Fortunately, what we’re seeing in this last go-round is minor, a missing space here or there. Tiny stuff. And we laughed every time something was found. “Got another one!” my wife, Tori, will say. I’ll pretend to groan, although really I’m relieved as I go in and root it out. One less thing to annoy a reader.
Writers, especially writers who are about to self-publish, are encouraged to hire editors. Sometimes it’s just for copy editing, or line editing as it’s called in the publishing world, sometimes it’s someone to take a look at the story and plotting and make suggested revisions. Those can be very helpful. Hiring an editor is a very good idea.
Here’s why I didn’t.
First, I’m an editor. I’ve made my living as a news writer and editor all my adult life. News editing and the kind of editing a novel needs are different. My novel is NOT written in AP Style, which has been my Bible for more than 30 years. But I know my way around a sentence and can pick the flaws out of bad grammar better than most people I know. Those of my acquaintance who are better at it are almost all newspaper copy editors.
Second, I also married one. Tori isn’t a professional editor. She’s a middle school English teacher, so she knows her stuff. She was an English major in college, and those two things combined give her both a deadly eye for spelling and grammatical errors and a keen nose for sniffing out problems with plot and story. (Plot and story are not the same thing, but that’s a topic for another day.)
Look, there’s only so much money. I’m spending quite a bit of money on the cover. I paid for the editing by taking my wife out to dinner lasat night. It was a very good deal, and a very good meal. (Drago’s Seafood in Metairie. Char grilled oysters. Mmmmm.)

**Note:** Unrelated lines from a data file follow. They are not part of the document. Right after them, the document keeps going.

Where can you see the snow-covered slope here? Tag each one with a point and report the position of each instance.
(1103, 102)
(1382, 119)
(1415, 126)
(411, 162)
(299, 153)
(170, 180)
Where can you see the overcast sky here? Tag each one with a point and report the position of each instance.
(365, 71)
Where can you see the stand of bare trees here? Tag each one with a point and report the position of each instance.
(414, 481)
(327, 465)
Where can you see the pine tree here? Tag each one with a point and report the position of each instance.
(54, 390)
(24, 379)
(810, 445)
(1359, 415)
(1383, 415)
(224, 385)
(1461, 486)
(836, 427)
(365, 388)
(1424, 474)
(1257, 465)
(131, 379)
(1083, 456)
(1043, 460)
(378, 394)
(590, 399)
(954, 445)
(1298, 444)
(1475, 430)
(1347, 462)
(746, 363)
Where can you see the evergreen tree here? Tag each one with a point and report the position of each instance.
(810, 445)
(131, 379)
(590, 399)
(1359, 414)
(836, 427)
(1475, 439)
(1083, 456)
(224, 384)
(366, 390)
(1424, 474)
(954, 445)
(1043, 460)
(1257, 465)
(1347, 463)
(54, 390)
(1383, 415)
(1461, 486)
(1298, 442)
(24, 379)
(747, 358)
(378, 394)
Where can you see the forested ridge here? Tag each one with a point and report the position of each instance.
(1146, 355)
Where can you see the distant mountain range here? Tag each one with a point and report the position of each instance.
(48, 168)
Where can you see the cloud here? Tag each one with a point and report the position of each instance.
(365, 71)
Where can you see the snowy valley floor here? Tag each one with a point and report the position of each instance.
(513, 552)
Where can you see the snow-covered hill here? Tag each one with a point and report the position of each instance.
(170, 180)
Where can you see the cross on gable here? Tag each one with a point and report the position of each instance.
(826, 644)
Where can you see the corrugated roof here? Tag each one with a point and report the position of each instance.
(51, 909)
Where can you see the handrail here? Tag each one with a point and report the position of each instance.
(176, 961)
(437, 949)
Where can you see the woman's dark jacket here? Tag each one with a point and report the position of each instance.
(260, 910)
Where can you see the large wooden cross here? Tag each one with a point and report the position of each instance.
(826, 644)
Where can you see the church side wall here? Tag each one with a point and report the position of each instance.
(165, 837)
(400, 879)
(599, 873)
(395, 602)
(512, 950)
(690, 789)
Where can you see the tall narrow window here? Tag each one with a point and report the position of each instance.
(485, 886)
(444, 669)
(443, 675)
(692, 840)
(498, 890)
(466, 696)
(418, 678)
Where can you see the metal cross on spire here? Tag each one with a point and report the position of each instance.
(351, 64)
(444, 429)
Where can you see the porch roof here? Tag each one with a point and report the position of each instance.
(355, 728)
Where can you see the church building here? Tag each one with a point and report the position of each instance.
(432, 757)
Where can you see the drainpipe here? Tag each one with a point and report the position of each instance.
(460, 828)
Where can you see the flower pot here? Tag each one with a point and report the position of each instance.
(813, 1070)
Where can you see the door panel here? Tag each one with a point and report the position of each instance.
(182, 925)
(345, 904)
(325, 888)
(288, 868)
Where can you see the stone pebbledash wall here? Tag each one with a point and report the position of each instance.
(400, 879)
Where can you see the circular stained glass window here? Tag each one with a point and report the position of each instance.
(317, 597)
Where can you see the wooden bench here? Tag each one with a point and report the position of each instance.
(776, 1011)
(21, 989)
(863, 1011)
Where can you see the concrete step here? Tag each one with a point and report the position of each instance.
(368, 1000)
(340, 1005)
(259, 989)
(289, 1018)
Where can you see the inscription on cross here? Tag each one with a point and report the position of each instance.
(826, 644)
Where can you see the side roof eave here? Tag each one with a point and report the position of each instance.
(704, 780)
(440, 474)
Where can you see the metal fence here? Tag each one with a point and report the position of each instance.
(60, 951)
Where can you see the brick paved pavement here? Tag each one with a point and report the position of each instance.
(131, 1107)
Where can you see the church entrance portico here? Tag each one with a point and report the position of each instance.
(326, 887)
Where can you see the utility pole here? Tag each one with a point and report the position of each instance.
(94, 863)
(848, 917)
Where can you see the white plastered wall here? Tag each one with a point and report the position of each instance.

Still, I am not denigrating the value of a good editor. When my friend Mark Summers and I had our book, “Pirattitude,” published by New American Library, our draft was turned over to an in-house editor, Cherilyn Johnson. The poor woman was really good at her job, and didn’t know what to make of us. She sent sent us reams of questions and suggested corrections, stuff that had never even occurred to us. After all, we made up a bunch of the “facts” and words, starting with the title, so line edits and fact checking seemed sort of superfluous. For instance, she really wanted us to come up with a consistent, standardized spelling for “Aarrr!” But the whole nature of the word, which can mean almost anything depending on how you say it, fights the concept of standardization. It’s not so much a word as a sound indicating a state of mind. So she had to give in on that one, but we put in a note at the end of the book absolving her from all blame.
With “Chrissie” I’ve also had the help of Eddie the Agent, who picked it apart twice, calling for rewrites and closer editing before he finally started pitching it to publishers. It also went through someone at his agency, who offered some trenchant observations that I adopted.
Whether you use a critique group, hire an editor, or marry one (I recommend it!) having multiple sets of eyes on your final draft is important. There’s not much that ruins a book more than a host of typos and grammatical errors. Readers have to trust you. If they get a few chapters in and start thinking, “My eight-year-old writes better than this!” you’re in trouble.